The Leinwetters said...

hollie, there are a few truths in the bible that God tells us over and over again. Write them down on a post it and keep it in your car dashboard. read them out loud EVERY day until you believe them-

1- God LOVES YOU sooooo much (just the way you are. there is NOTHING you can do to make Him love you more OR less)
2- God is here (everywhere. whether you like it or not)
3- God is enough for me
4- I am enough for God

these truths come from the MOST AMAZING bible study i have ever done called Discover the Life. It totally changed my life. year 28 has taken me to the deepest valley i have ever been to, but from that valley, His fruit grew and through HIM i am finding my way back up the mountain. I know you are too!
I LOVE YOU and you mean more to me than you could know.

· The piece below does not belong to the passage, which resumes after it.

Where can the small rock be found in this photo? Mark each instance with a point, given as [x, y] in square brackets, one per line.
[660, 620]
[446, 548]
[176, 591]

there is one more truth from the bible study.
it is- 'what really matters most is people finding Jesus.'

and i think by your openness to share and your "lets be real" mind set, you open the door for so many people who are afraid of not being good enough for God to seek Him and His precious son. Thanks for sharing Hollie.

The Mommy One said...

I found your blog a few months ago, check it sporadically, have never commented, but felt I should tonight. Clap, clap, clap, clap for you. It IS hard! And the sooner mama's start admitting this to ourselves and drop the act the better off we all are. It is so hard to "keep up" with everyone else. Heck, it is hard to "keep up" with myself. Kids kick your tail! And that ain't no lie. Cheers to you! And may 29 be a welcome change.

A Book Bagg said...

I love you...just as you are. And so do a lot of other people. You are blessed & highly favored - even on your worst of days. And know that His strength is perfect. Can't wait to watch 29 unfold. I know it will be the best yet! Love you girl.

Anonymous said...

After seeing your blog several times this showed up...right in my face. it's amazing when God decides to show u certain things. I am proud of you! I know how hard that must have been for you! Around the time u wrote that, I was barely hold myself. It's amazing how we hide behind smiles and words while our hearts break! Satan loves to tell lies and I am proud of u for realizing that! Satan also loves to isolate us...ur never alone! Chances are someone is going through something similar. You can always talk to me! Sorry you have been struggling with this! Love ya!